Revocation of license
Whilst retaining many of the licensing, renewal and revocation provisions from the Old Executive Regulations, the New Executive Regulations have reduced the number of days within which a renewal application should be made. Further, if the business of an establishment is suspended for reasons within the control of the licensee for a period of six consecutive months, then the Ministry has the right to revoke the licence. The Old Executive Regulations gave 24 months’ time for revocation of a licence in the event the business is suspended.
Unlike the Old Executive Regulations, the New Executive Regulations now provide a cure period of 30 working days to the licensee prior to suspension or revocation of the licence to allow the licensee to rectify the violation or breach.
The New Executive Regulations also provide a mechanism for filing grievance(s) against any decision issued in accordance with the New Executive Regulations.
Increase in fees
Appendix 1 of the New Executive Regulations sets out the types of tourist establishments and the fees and duration for each of their respective licences. Compared to the Old Executive Regulations, the fees payable under the New Executive Regulations are almost ten times higher.
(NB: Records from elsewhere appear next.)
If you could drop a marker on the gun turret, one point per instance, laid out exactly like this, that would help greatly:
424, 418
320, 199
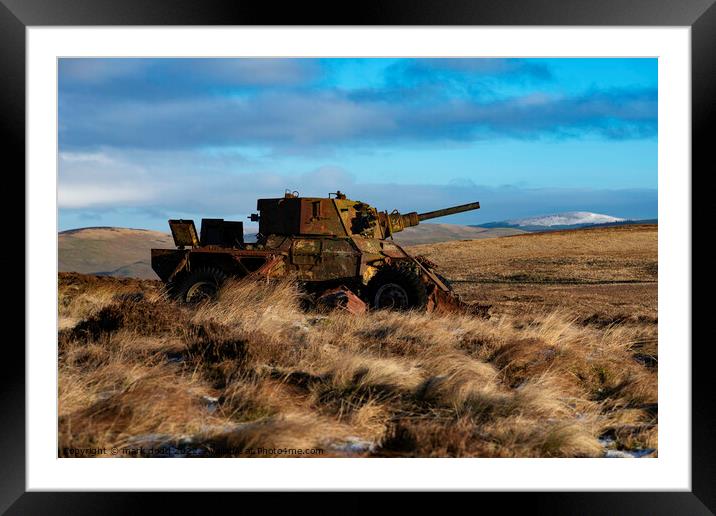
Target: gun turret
395, 221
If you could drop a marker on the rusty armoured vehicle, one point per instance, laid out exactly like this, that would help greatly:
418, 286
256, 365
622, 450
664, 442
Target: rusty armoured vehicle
328, 244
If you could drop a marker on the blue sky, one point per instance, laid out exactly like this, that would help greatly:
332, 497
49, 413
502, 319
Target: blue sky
145, 140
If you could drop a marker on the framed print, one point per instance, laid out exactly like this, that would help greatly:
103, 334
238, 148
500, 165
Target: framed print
434, 248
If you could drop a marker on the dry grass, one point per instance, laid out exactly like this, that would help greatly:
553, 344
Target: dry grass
252, 370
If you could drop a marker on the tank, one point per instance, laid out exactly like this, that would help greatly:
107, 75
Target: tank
323, 242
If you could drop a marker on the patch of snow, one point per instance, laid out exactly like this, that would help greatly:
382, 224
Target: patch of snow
566, 219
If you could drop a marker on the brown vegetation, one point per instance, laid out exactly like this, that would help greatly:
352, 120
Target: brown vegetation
253, 370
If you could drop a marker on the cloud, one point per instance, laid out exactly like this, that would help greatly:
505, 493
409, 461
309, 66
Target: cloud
334, 118
168, 185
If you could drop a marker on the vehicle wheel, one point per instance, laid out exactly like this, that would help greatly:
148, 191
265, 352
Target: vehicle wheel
200, 285
397, 289
445, 281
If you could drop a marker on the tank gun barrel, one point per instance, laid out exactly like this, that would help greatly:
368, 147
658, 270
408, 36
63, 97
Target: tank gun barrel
449, 211
395, 221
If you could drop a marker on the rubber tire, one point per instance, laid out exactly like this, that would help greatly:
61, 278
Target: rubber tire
445, 281
408, 280
202, 274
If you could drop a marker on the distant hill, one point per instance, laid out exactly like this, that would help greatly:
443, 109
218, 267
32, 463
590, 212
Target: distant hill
124, 252
566, 220
110, 251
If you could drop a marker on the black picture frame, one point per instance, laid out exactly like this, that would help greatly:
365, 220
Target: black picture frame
17, 15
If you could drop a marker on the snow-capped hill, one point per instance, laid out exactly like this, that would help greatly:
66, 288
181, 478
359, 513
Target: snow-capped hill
570, 218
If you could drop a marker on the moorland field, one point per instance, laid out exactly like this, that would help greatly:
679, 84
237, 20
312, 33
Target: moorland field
566, 366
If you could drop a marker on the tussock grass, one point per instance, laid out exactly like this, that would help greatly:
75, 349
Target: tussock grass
253, 370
Further, the requirements relating to provision of a Letter of Guarantee and the circumstances in which it can be liquidated have been relaxed.
Recognition of Archeological Sites and Tourist Villages
Whilst the Old Executive Regulations recognised and provided for tourism establishments such as hotels, restaurants, hotel apartments and tourist camps, the New Executive Regulations now provide rules related to identified ‘Archaeological Sites,’ specified as castles, forts and other archaeological sites subject to the supervision of the Ministry of Tourism.
The New Executive Regulations also include ‘Tourist Villages’ on a site encompassing a number of utilities and services including lodges but essentially having a unique architectural identity that is subject to a single management.
Article 25 of the New Executive Regulations provide that the tourist places and sites, governmental tourist lands and Archeological Sites shall be utilised pursuant to usufruct, lease, management or performance contacts in accordance with the unified forms prepared by the Ministry of Tourism.
As the Sultanate is also evolving into a destination for adventure sports enthusiasts and hikers, the New Executive Regulations specify that the Ministry of Tourism may specify mountain passages and paths in the Governorates and license a party to manage such passages and paths.
Amongst other requirements, the New Executive Regulations specify that only five- or four-star hotels, or a hotel that is managed by an international company in the field of hotel management, can apply for recruitment of musical groups. It is also essential that the performance of the musical group correlates with the type of restaurant and the cuisine served.
All other requirements in terms of recruiting a musical group remain largely similar to the Old Executive Regulations, including the three months’ license period which can be extended for one or more terms.
Tourism guidanceThe tourism guidance licence in the Old Executive Regulations was limited to only Omani individuals provided they fulfill all the requirements for grant of such tourism license. The New Executive Regulations have broadened the scope by granting a temporary licence to any person to be trained in the ways of tourism guidance for a period of not more than one month.